The udhA gene of Escherichia coli encodes a soluble pyridine nucleotide transhydrogenase

Abstract

The udhA gene of Escherichia coli was cloned and expressed in E. coli and found to encode an enzyme with soluble pyridine nucleotide transhydrogenase activity. The N-terminal end of the enzyme contains the fingerprint motif of a dinucleotide binding domain, not present in published E. coli genome sequences due to a sequencing error. E. coli is hereby the first organism reported to possess both a soluble and a membrane-bound pyridine nucleotide transhydrogenase.

FIG. 1

Sequence of udhA and deduced amino acid sequence of STH. Nucleotides are numbered, with 1 being the A of the initiating ATG. Restriction sites indicate the insertion sites in pBluescript SK(+). Putative promoter (−35 and −10) and terminator regions are indicated. rbs, ribosome binding site.

FIG. 2

SDS-PAGE showing purification of STH from E. coli JM109/pUDHA1. Lanes 1 and 4, M_r markers; lane 2, crude extract (20 μg); lane 3, purified STH (5 μg). Numbers on the left are in thousands.

FIG. 3

UV-visible spectrum of STH. The spectrum of purified E. coli STH (1.0 mg/ml) in 50 mM Tris-HCl buffer (pH 7.0), with 5 mM DTT and 10% glycerol, was measured against a blank consisting of the same buffer. The inset shows an enlargement of the region characteristic of an oxidized flavoprotein.

FIG. 4

Sequence alignment of E. coli STH with related enzymes.
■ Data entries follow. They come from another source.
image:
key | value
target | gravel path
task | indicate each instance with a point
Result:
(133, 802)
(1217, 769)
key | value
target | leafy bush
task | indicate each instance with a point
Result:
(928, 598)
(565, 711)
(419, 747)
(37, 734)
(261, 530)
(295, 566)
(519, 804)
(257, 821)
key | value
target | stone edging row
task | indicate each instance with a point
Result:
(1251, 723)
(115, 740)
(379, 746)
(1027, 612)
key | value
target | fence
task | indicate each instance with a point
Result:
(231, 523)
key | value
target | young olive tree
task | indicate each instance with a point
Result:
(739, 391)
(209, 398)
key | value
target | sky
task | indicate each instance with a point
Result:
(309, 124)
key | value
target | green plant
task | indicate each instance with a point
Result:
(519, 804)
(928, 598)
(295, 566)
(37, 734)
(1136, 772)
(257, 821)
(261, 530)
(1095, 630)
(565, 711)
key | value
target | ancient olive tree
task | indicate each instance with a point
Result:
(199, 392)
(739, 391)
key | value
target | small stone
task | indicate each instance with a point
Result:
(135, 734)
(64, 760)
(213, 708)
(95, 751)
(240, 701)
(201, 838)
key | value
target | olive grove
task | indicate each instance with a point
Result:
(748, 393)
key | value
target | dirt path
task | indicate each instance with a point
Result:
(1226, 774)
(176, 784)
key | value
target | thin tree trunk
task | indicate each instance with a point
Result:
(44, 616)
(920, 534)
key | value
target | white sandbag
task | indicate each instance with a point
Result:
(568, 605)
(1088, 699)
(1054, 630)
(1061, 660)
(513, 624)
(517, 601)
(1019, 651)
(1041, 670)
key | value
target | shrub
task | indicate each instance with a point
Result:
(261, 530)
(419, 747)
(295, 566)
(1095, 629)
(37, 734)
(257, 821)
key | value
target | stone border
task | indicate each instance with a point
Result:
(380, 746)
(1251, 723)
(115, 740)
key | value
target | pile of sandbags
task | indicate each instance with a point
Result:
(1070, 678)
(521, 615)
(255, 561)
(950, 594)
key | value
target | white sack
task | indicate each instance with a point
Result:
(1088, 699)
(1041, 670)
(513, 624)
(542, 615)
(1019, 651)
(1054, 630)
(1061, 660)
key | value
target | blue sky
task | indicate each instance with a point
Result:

The alignment was generated by the CLUSTAL W program of the Genetics Computer Group package (8), and shading was applied by BOXSHADE; the black background shows identical residues and the grey background shows similar residues, both with a threshold of 0.5. The enzymes shown are as follows (with database accession numbers in parentheses): sth_ecoli, STH from E. coli (this study); sth_psefl, STH from P. fluorescens (GenBank U91523); udha_myctu, unknown dehydrogenase from M. tuberculosis (GenBank MTCY05A6; gene name, Rv2713); dldh_psefl, dihydrolipoamide dehydrogenase from P. fluorescens (Swissprot P14128); mera_bacsr, mercuric reductase from Bacillus sp. strain RC607 (Swissprot P16171); gshr_ecoli, glutathione reductase from E. coli (Swissprot P06715); nape_entfa, NADH peroxidase from Enterococcus faecalis (Swissport P37062). *, redox-active cysteine residues; -, Rossman fold Gly-X-Gly-X-X-Gly/Ala motifs forming the FAD and NAD(P) binding sites (14, 25). The bottom line shows the secondary structure elements aligned with dldh_psefl (from 1lpf.pdb).